According to a study published in the journal Nature in 1989, the text on the tablet describes a total solar eclipse that occurred on March 5 in 1223 B.C., when Ugarit was part of the Assyrian Empire.
The observation notes that the stars and the planet Mars were visible in the darkness caused by the eclipse: "On the day of the new moon, in the month of Hiyar, the Sun was put to shame, and went down in the daytime, with Mars in attendance."
Anyang Eclipse – China 1302 B.C.
For many years, the Ugarit tablet was thought to describe an eclipse that occurred in 1375 B.C., which would have made it the oldest known eclipse observation.
But since the Ugarit tablet is now thought to refer to 1223 B.C., an observation of the sun made in the city of Anyang in central China in 1302 B.C. is now thought to be the earliest surviving record of a solar eclipse.
It was written in an ancient Chinese script that was scratched onto a flat fragment of tortoise shell, one of thousands of archaeological relics from the period known as "oracle bones," from the later belief that they were magical and could help to foretell the future.
The observation notes that "three flames ate the sun, and big stars were seen," which researchers have interpreted as a description of a total eclipse with three bright streamers of gas in the solar corona, which only becomes visible during an eclipse.
In 1989, astronomers at NASA's Jet Propulsion Laboratory (JPL) used the Anyang observations and lunar eclipse observations from the same period to determine the exact date of the ancient eclipse as June 5, 1302 B.C.

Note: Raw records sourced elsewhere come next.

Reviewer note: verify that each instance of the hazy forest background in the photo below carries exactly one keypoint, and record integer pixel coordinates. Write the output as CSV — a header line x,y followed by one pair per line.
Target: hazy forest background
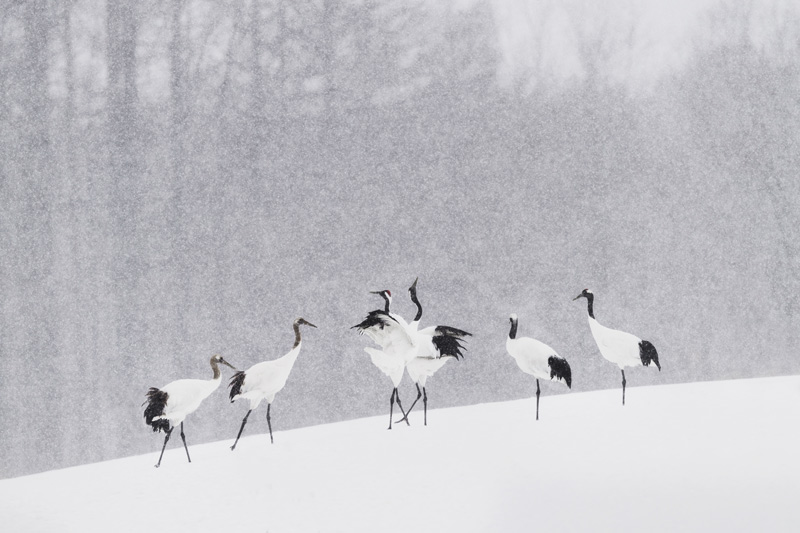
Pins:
x,y
184,178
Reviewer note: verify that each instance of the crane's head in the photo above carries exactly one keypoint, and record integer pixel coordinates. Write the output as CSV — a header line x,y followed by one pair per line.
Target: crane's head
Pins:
x,y
218,359
385,294
585,293
413,288
304,322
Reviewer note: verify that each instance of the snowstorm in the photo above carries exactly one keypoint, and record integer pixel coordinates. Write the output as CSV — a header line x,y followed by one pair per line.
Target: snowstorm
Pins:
x,y
184,179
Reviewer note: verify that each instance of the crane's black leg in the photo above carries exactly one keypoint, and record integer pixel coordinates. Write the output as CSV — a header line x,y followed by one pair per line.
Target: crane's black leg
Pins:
x,y
425,403
244,421
623,387
269,424
183,438
391,406
166,439
405,415
419,395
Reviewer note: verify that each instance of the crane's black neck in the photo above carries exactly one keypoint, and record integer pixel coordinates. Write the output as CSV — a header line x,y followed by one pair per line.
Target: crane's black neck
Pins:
x,y
590,300
296,335
513,333
419,305
215,368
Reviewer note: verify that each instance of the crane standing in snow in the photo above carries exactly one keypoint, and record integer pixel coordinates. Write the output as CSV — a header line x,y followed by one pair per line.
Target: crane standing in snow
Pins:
x,y
264,380
537,359
171,404
619,347
434,347
390,332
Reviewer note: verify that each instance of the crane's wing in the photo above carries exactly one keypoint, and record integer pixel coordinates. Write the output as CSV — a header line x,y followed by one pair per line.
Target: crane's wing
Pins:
x,y
441,341
388,331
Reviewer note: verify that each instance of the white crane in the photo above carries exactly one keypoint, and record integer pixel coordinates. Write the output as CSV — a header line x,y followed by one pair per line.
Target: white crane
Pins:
x,y
619,347
537,359
435,346
263,381
390,332
171,404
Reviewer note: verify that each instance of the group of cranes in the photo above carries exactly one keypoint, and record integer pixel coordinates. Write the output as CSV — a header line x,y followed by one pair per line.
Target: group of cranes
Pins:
x,y
542,362
403,348
169,405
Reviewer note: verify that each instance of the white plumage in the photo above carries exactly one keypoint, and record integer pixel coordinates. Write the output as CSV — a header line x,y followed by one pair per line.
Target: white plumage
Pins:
x,y
432,348
618,347
171,404
263,381
537,359
390,332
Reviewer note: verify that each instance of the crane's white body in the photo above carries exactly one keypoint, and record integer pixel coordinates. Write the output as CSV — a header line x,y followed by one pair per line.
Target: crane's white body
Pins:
x,y
421,368
395,339
264,380
388,363
185,396
616,346
531,356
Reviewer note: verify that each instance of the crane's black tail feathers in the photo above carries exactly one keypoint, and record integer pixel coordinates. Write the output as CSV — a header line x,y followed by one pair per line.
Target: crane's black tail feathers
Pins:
x,y
648,354
446,340
559,369
156,402
236,384
453,332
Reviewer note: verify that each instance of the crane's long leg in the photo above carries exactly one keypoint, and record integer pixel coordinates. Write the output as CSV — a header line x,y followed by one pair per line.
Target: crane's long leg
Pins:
x,y
623,387
244,421
183,437
166,439
269,424
396,395
391,406
419,395
425,403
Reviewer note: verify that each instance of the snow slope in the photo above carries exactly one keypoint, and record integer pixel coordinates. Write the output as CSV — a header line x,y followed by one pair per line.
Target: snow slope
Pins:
x,y
720,456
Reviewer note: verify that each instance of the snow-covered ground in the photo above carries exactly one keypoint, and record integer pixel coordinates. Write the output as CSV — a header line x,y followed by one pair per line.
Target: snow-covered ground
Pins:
x,y
721,456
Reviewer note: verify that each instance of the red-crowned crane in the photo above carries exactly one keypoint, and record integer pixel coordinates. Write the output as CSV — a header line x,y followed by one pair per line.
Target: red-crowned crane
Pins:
x,y
619,347
435,346
263,381
537,359
171,404
390,332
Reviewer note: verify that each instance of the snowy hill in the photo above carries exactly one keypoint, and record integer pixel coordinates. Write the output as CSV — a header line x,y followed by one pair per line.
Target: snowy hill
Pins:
x,y
719,456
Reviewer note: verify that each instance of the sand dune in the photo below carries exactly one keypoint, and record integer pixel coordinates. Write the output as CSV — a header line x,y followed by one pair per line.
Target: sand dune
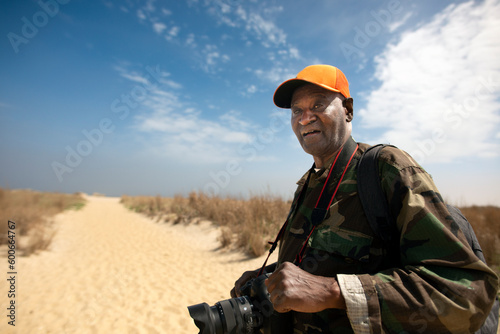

The JPL researchers then used that information in a computer model to show that the Earth's rotation has slowed slightly, by 0.0047 seconds, since 1302 B.C., due to tidal friction — the drag on the spinning Earth caused by the gravitational tug of the moon on the outermost bulge of our planet.
Thales’ Eclipse – Anatolia, 585 B.C.
According to the ancient Greek historian Herodotus, the philosopher, astronomer and mathematician Thales of Miletus predicted a solar eclipse that occurred over Asia Minor in the 6th century B.C.
While there is considerable doubt about the accuracy of the claim, modern astronomers calculate that, if it happened as Herodotus said, then it was probably an annular solar eclipse that was visible over the Middle East on May 28, 585 B.C.
Herodotus also reported that the eclipse took place during a battle beside the Halys River in Anatolia between the Medes and the Lydians, a battle since known to history as the "Battle of the Eclipse."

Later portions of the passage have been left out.